Foi a mundialização, diz Wisnik, que "fez cair a ficha". Talvez a ficha tenha caído mais fundo. Talvez nem exista mais ficha: os orelhões estão dando lugar aos celulares e o tropicalismo chegou à Europa e aos Estados Unidos quando, internamente, já tinha virado adorno, figura acadêmica de estilo. E agora, noutra pirueta, ganhou nova configuração porque um de seus arautos, Gilberto Gil, chegou ao poder.

Lula entendeu isso com precisão. É o próprio Gil quem conta que, ao convidá-lo para o Ministério da Cultura, o presidente lhe disse que o queria "de trancinhas". Queria, pois, além de um adereço de prestígio ao governo, um ícone - do sestro musical brasileiro, da integração racial, da abertura ao novo, do caráter popular do governo, da convivência de fundas tradições nacionais com a moda pop planetária.

Investido de poder político, Gil conformou-se a ele. No seu primeiro disco tropicalista, ele aparecia na capa com um jaquetão da Academia Brasileira de Letras. Como ministro, adotou sem nenhuma ironia os ternos pretos Armani que servem de uniforme para executivos que se querem na última moda. Gil, que satirizava o Brasil dos jaquetões, agora deve trocar receitas de tintura de cabelo com José Sarney. Logo, logo, estará cabalando votos para a Academia.

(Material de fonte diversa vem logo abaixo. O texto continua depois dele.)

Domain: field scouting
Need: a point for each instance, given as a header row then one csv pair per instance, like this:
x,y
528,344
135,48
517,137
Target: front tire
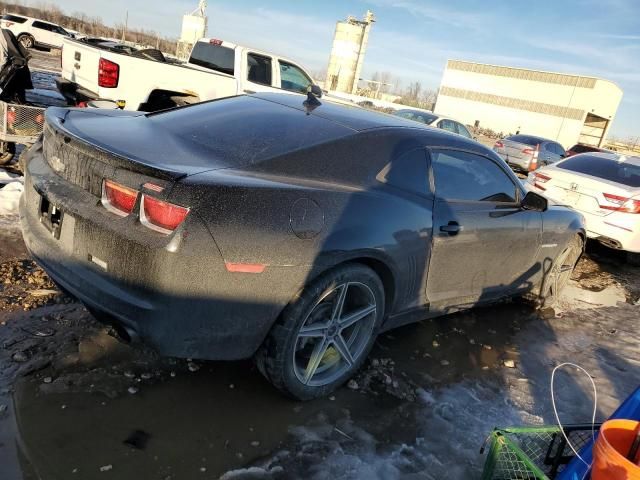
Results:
x,y
558,276
325,334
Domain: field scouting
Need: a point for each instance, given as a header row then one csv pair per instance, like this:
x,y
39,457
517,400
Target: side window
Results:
x,y
462,130
42,26
470,177
259,69
409,172
293,79
448,125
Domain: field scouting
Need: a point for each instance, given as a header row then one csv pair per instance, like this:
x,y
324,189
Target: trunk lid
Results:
x,y
84,146
583,192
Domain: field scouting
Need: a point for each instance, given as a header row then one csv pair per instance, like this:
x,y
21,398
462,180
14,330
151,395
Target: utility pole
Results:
x,y
126,23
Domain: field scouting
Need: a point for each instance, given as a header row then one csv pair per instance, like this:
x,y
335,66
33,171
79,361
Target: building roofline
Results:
x,y
536,70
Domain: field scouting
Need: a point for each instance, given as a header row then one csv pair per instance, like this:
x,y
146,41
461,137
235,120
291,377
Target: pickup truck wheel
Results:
x,y
560,273
26,40
325,334
7,152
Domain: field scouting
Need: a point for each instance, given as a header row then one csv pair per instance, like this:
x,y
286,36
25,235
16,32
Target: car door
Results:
x,y
259,76
292,78
484,244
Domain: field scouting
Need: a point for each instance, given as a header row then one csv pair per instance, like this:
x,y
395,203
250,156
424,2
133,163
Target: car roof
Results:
x,y
254,128
535,137
630,159
347,115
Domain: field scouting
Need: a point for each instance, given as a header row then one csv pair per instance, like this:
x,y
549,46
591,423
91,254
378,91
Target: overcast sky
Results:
x,y
413,39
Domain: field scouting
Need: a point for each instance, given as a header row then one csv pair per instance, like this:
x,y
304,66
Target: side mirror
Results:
x,y
535,202
316,90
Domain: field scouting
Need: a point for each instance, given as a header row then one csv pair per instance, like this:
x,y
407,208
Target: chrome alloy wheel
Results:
x,y
335,334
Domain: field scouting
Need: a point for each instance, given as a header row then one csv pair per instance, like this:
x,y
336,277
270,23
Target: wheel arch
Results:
x,y
381,267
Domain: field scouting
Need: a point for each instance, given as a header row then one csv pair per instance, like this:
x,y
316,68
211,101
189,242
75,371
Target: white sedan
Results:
x,y
605,188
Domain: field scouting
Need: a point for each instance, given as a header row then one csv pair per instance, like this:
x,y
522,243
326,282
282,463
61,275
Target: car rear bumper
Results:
x,y
180,299
613,231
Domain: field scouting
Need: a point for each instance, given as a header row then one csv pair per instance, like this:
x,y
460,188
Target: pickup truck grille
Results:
x,y
77,163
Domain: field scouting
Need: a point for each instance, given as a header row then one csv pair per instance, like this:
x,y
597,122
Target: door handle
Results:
x,y
452,228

Com a bênção do presidente, continua dando shows, o que revela a concepção tropicalista do governo sobre a separação do público e do privado. São shows de fazer inveja a Sargentelli, no que diz respeito à folclorização, à cafonice, à comemoração ribombante do Brasil Casa-Grande-Senzala. Há duas semanas, acompanhado de passistas e batuques, Gil se exibiu no Baile da Rosa, do Principado de Mônaco. Cantou e encantou: fez a delícia da família Rainieri, de uma fatia bem fornida da nobreza européia e de um delicioso grupinho de grã-finos. Foi um show sem ironias.

Gilberto Gil também mantém o timbre crítico quando discursa. Numa entrevista ao L'Expressmag, saiu-se com essa: "Nós (brasileiros) vivemos um pouco como pobres felizes, e às vezes sentimos a Europa como um continente de ricos tristes." Como era mesmo a música? "Quem mora lá no morro vive pertinho do céu."

Ironia há em reencontrar o Gil pré-tropicalista em Mais perto, quando Elis canta: "Seu moço tenha cuidado com sua exploração/ senão lhe dou de presente a sua cova no chão." Para as platéias estrangeiras, esses versos de Gilberto Gil não querem dizer nada, pois são cantados em português. Para os brasileiros, servem de constatação que o Brasil continua o mesmo. Para ambos, pouco importa: a batida de Roda é legal, amena. Como diria Wisnik, a música brasileira segue sendo uma droga - que às vezes é remédio e noutras, veneno - mas no cinema americano está mais com jeito de placebo.